Newsom may succeed in obtaining a temporary injunction or temporary restraining order (TRO) if he can persuade a court that the deployment is likely unlawful and that irreparable harm would occur.

Obtaining a final victory is more difficult, because the government will vigorously defend the action and courts tend to show deference in matters of national security and domestic troop use.

The precedent from the Oregon court is supportive: the judge there recently blocked the federalization move, reasoning that the justifications were insufficient under the statute and that “this country has a longstanding tradition of resistance to government overreach.”

The earlier litigation over California’s Guard in L.A. is instructive: California already is litigating whether similar deployments violated law.

All told, Newsom’s suit is plausible — it raises serious constitutional and statutory issues. Its success will depend heavily on how persuasive California’s evidentiary showing is as to the actual conditions on the ground, and on how receptive the courts are to reviewing executive decisions about troop deployments.
@FrogManSometimesLooksBothWays Thank you for that well reasoned response.

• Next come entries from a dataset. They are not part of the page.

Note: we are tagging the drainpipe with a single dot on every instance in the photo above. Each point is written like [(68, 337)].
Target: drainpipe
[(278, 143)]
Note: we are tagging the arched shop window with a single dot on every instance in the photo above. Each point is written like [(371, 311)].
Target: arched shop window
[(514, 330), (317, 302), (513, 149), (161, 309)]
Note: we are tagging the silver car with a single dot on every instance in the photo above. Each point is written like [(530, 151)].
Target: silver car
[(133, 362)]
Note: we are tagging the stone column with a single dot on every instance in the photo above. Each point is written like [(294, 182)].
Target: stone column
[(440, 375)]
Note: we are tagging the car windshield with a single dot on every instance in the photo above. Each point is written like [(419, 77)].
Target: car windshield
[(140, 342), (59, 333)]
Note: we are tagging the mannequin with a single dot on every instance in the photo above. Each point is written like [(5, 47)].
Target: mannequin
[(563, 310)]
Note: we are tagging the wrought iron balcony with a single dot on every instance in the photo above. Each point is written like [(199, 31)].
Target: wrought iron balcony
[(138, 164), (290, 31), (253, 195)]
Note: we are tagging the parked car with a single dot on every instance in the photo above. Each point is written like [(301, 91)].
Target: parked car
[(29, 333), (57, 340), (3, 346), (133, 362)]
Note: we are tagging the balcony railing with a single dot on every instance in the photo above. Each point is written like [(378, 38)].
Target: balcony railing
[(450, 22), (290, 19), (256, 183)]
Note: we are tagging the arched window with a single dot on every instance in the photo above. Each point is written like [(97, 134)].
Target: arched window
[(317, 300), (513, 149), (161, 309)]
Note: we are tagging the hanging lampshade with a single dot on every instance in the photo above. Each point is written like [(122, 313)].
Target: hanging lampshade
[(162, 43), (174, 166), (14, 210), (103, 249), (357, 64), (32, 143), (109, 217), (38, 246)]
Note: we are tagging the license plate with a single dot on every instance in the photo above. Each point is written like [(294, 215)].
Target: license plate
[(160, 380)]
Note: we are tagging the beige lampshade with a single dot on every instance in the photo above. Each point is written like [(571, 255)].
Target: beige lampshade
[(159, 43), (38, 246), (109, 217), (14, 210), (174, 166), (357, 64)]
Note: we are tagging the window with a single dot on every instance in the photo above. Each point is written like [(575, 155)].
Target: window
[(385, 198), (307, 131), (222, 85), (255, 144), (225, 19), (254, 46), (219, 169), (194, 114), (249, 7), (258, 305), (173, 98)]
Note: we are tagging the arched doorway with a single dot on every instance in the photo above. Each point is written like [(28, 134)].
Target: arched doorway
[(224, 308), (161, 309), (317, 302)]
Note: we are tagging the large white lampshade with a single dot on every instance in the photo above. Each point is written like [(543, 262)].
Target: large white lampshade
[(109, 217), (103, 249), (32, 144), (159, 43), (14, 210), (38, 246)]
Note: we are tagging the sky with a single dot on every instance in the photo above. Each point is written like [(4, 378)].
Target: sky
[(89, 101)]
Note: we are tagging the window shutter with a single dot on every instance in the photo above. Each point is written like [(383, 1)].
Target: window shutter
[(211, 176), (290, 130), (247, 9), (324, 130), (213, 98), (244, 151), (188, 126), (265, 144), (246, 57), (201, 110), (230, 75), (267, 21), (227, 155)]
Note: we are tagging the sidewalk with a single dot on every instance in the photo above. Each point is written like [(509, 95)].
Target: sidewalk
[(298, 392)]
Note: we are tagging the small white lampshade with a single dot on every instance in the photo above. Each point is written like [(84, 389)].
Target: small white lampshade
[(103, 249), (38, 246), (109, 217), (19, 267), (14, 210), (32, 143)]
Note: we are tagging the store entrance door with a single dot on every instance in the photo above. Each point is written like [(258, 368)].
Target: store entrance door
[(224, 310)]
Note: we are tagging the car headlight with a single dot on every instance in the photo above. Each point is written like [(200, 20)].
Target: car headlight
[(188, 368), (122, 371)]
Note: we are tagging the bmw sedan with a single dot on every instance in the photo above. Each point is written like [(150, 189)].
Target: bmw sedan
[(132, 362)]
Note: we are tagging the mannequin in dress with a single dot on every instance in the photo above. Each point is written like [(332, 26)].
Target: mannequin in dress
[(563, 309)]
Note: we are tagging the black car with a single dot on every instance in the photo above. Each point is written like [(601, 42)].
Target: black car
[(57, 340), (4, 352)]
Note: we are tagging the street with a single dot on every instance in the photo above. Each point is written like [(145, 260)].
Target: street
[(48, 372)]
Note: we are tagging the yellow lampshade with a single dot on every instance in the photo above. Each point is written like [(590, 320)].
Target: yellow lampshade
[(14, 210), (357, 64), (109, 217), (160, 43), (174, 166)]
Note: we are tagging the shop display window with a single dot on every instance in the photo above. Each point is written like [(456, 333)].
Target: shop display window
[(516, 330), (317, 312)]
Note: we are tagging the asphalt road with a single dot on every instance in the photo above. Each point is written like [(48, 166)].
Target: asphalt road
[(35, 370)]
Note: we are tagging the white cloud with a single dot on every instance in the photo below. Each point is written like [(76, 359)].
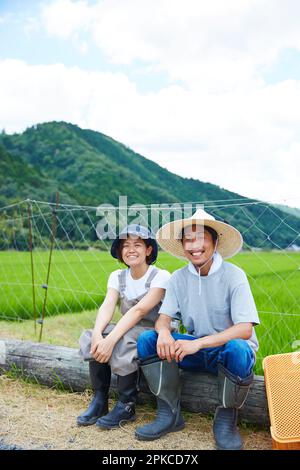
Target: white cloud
[(222, 124), (247, 143), (214, 45)]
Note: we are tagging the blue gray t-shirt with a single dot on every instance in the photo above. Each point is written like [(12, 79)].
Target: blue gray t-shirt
[(224, 299)]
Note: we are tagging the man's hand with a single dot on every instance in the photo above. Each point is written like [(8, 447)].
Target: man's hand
[(165, 345), (102, 350), (184, 347)]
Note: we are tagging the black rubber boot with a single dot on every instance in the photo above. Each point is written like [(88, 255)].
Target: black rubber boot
[(100, 375), (163, 381), (124, 409), (233, 392)]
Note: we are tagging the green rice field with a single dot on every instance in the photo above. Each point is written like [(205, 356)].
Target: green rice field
[(77, 287)]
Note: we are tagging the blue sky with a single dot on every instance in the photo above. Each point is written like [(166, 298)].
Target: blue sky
[(201, 88)]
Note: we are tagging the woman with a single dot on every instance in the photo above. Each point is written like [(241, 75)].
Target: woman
[(140, 289)]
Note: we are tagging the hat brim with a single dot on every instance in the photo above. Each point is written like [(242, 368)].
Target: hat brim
[(230, 240)]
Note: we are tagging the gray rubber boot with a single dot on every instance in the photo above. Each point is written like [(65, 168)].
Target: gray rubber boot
[(124, 409), (100, 375), (233, 392), (163, 381)]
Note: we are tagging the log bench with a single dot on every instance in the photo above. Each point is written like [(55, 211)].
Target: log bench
[(53, 365)]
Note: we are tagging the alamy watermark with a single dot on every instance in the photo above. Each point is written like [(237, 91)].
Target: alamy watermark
[(115, 219)]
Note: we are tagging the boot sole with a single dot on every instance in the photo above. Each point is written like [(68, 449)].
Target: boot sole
[(141, 437), (116, 426), (224, 448), (93, 421)]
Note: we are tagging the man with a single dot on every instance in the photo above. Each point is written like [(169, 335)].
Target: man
[(215, 304)]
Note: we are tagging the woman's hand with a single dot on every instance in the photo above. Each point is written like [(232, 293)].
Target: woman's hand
[(184, 347), (94, 341), (103, 350)]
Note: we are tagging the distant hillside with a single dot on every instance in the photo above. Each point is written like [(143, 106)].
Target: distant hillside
[(90, 168)]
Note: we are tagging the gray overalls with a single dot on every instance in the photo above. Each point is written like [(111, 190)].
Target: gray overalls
[(123, 360)]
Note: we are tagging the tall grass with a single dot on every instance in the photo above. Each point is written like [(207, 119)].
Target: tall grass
[(78, 282)]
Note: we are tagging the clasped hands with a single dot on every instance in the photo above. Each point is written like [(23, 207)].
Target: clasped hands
[(169, 348)]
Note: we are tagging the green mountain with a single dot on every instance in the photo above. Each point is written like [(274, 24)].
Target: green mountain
[(90, 168)]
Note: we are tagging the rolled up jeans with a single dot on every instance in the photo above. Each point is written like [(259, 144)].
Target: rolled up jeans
[(236, 356)]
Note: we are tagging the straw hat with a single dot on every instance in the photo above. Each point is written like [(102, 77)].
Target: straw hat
[(230, 240)]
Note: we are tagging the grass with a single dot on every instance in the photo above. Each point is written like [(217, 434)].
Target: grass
[(78, 282)]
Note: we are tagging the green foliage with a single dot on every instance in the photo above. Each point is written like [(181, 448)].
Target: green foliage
[(90, 168)]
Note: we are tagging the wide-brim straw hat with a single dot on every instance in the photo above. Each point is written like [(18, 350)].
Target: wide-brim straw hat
[(169, 236)]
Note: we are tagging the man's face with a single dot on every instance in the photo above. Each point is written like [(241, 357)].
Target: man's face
[(197, 244)]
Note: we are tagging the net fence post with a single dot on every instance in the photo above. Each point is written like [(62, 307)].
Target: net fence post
[(53, 235)]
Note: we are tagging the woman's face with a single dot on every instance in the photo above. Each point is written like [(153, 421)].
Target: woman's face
[(135, 251), (198, 245)]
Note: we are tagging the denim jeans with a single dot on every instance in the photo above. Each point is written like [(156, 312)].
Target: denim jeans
[(236, 355)]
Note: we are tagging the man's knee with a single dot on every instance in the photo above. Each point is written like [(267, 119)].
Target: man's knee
[(238, 357), (146, 344)]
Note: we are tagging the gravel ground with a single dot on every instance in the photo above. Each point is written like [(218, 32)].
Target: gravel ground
[(36, 417), (4, 446)]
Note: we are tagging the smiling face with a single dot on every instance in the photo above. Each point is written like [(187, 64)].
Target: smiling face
[(134, 251), (198, 244)]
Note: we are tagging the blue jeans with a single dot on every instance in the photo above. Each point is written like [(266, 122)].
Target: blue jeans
[(236, 355)]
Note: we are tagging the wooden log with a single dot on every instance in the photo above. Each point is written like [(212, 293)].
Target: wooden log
[(58, 365)]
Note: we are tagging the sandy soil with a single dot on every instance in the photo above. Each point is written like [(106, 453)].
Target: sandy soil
[(36, 417)]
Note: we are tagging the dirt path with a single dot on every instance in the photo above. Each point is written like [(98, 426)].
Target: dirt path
[(36, 417)]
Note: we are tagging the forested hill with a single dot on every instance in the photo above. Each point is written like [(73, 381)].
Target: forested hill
[(90, 168)]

As tRUMP becomes more and more unglued both in his foreign and domestic “policies” (if we can call his desperate actions “policies”), it’s important that states and communities continue to resist.

That resistance should be non-violent, well organized, and publicized to show that the voters and governors are not growing demoralized, numb, or apathetic.

Chose your “battle ground” and prepare. Work with your local & state governments.

It won’t be quick, but it’s obvious that this misadministration is crumbling. The SCOTUS is reaching their limits of what they can allow Demented Donnie to get away with.

Make no mistake—he has clearly crossed the line and is openly committing criminal acts. That must end.
@KunsanVeteran The upcoming 2025-2026 Supreme Court term will be decisive. I'm waiting for Trump to defy an unfavorable Supreme Court ruling. That will be where the rubber hits the road. The 2025–2026 Supreme Court term will determine whether judicial authority can still check the presidency.